Awesome

Welcome to Griffon

</div>

This is the official repository for the Griffon series (v1, v2, and G). Griffon is the first high-resolution (over 1K) LVLM capable of performing fine-grained visual perception tasks, such as object detection and counting. In its latest version, Griffon integrates vision-language and vision-centric tasks within a unified end-to-end framework. You can interact with Griffon and request it to complete various tasks. The model is continuously evolving towards greater intelligence to handle more complex scenarios.
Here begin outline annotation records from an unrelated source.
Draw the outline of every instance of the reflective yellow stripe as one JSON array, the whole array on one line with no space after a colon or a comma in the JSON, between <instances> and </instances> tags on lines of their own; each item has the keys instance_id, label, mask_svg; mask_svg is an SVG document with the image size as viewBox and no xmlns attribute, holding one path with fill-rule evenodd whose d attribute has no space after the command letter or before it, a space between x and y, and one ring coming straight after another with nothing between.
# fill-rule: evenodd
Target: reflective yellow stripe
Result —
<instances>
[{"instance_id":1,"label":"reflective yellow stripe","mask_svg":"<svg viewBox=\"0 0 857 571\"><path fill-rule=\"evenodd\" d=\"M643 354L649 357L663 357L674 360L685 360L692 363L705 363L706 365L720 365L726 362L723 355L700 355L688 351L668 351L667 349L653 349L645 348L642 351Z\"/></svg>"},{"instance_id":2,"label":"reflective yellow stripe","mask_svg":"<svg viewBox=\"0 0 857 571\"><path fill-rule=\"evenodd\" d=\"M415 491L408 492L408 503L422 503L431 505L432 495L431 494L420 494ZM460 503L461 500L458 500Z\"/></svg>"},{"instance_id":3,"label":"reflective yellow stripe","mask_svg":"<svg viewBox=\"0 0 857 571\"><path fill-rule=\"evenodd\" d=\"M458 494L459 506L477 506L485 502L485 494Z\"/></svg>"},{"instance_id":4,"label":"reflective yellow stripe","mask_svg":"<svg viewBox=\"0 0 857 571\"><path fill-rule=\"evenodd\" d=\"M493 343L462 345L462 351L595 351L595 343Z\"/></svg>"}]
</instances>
Feel free to follow Griffon and reach out to us by raising an issue.

Griffon-G: Bridging Vision-Language and Vision-Centric Tasks via Large Multimodal Models（Latest）

📕Paper 🌀Usage 🤗Model(NEW)

Griffon v2: Advancing Multimodal Perception with High-Resolution Scaling and Visual-Language Co-Referring

📕Paper 🌀Intro

Griffon: Spelling out All Object Locations at Any Granuality with Large Language Model

📕Paper 🌀Usage 🤗Model

Release

2024.11.26 🔥We are glad to release inference code and the model of Griffon-G in 🤗Griffon-G. Training codes will be released later.
2024.07.01 🔥Griffon has been accepted to ECCV 2024. Data is released in 🤗HuggingFace
2024.03.11 🔥We are excited to announce the arrival of Griffon v2. Griffion v2 brings fine-grained perception performance to new heights with high-resolution expert-level detection and counting and supports visual-language co-referring. Take a look at our demo first. Paper is preprinted in 📕Arxiv.
2023.12.06 🔥Release the Griffon v1 inference code and model in 🤗HuggingFace.
2023.11.29 🔥Griffon v1 Paper has been released in 📕Arxiv.

What can Griffon do now?

Griffon-G demonstrates advanced performance across multimodal benchmarks, general VQAs, and text-rich VQAs, achieving new state-of-the-art results in REC and object detection. More quantitative evaluation results can be found in our paper.

Get Started

1.Clone & Install

git clone git@github.com:jefferyZhan/Griffon.git
cd Griffon
pip install -e .

Tips: If you encounter any errors while installing the packages, you can always download the corresponding source files (*.whl), which have been verified by us.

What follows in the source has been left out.